When I did my first Walmart run, there wasn’t anyone wearing masks. I was scared. How would we ever get to in-person classes if we didn’t wear masks in public?

My job as an emergency manager is to respond to disasters. In Philadelphia, I was part of the response to a refinery explosion, Amtrak train derailment, and many, many apartment fires.

See, my job is to write the plans and guide the decision-makers (mayors, police chiefs, and elected officials) through the problem-solving part of a disaster. I also coordinate recovery efforts with non-profit helper agencies and teach and train people before disasters strike.

Think of it like a stage manager. I make sure that everyone has a script (plan), the stage is ready and everyone can communicate. I never get a say in what play we are doing or which actors will show up. I just have to be ready to go with advice, a strong voice, and lots of kindness.

Coming out of a big city I knew the problems would be the same just on a smaller scale. What I found was the COVID-19 Task Force, a small group of dedicated leadership, faculty, and staff that were the key decision-makers for the many issues facing the University and the greater community.

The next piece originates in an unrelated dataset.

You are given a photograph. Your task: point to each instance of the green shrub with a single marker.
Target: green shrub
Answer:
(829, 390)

Like all other higher education institutions across the state, we came up with our own guidelines and protections we were comfortable with to protect not just Austin Peay but the larger Clarksville community. We instituted a mask mandate in all campus buildings in early May and worked to build thresholds for making decisions as this pandemic changes.

After a spring at home and a summer rearranging classrooms, developing support for students who must be in class for accreditation or certification purposes, and building excellent remote learning platforms, we opened our doors in August. We launched aggressive test and trace tactics, encouraging everyone to complete daily health screenings and scan QR codes ‘into’ a space for tracing if necessary. We encouraged everyone to stay home if sick and complete a COVID reporting form to track and trace. Our goal is to get back to traditional face-to-face learning by Fall 2021.

By December we were shocked by our results. Austin Peay drastically outperformed every other public higher education institution in Tennessee, in terms of positive coronavirus cases. Our highest single-day case count between August 24th and December 1st was 43, which is amazing because we had several thousand people on campus every day.

 


 

This speaks to the dedication the COVID-19 Task Force has to contain COVID-19 Coronavirus on campus. As we enter the spring term, we continue to meet every day as a command group and work out issues across campus to make sure we are able to support those who are sick and keep everyone else healthy.

Without those daily meetings, we would not have recognized the importance of opening our own testing lab to take the pressure off Montgomery County testing operations. Typically our lab covers about 20 percent of the tests completed in Montgomery County every day.

We also found that we have expertise and energetic Governors that are rising to the challenge of opening a vaccine site to support the Montgomery County Health Department efforts. We are the first higher education institution in the state approved to work directly with a health department to support the public efforts.

I am proud that Austin Peay has risen to the challenge so many times during this pandemic, and I really believe we have saved lives in the process. To me, it makes all the troublesome days worth it.

 

Lynn Fisher, APSU’s first Director of Emergency Management, provided this commentary, looking back on a year of battling COVID-19 Coronavirus on campus.